What is IFRS ?

                                           What is IFRS ?



The International Financial Reporting Standards (IFRS) is an internationally recognized set of accounting standards used to prepare and report financial statements. It is a single set of accounting standards that applies in more than 140 countries, including those in the European Union (EU), the United Kingdom (UK), Asia, Africa, and Australasia.

IFRS standards are administered and regulated by the International Accounting Standards Board (IASB) based in London, England. The standards provide guidance on how to identify, measure, and report different types of transactions. They require that companies present consistent information so that users can accurately compare their financial performance across different companies and industries.

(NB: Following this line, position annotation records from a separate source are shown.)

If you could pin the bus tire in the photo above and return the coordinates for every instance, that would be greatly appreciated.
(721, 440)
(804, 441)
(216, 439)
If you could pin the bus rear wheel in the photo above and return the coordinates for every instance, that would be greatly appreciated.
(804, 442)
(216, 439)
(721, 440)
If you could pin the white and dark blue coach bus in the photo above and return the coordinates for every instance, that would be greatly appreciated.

IFRS accounting provides a framework for businesses to disclose a large amount of information so their financial positions are more transparent. This opens up a world of possibilities, especially when linked with other forms of financial analysis such as data analytics. Such transparency benefits lenders, investors, shareholders, and other stakeholders who rely on trustworthy and reliable financial information.

IFRS standards are significantly different from other countries' Generally Accepted Accounting Principles (GAAP). IFRS standards focus more on the substance of transactions as opposed to their form, allowing greater flexibility for companies to restructure and interpret events differently. In contrast to GAAP, IFRS also allows for fair value accounting, which means assets and liabilities can be re-measured at their current market value. Such flexibility enables businesses to better assess their performance and identify areas for improvement.

In conclusion,  IFRS provides a set of comprehensive accounting standards that are accepted around the world and have been developed to meet the needs of both business and users. It offers companies the opportunity to develop a wide range of financial statements, leveraging this transparency to build trust and credibility with stakeholders. Its use of fair value accounting allows companies to gain a deeper understanding of their financial position, making it easier to make informed decisions.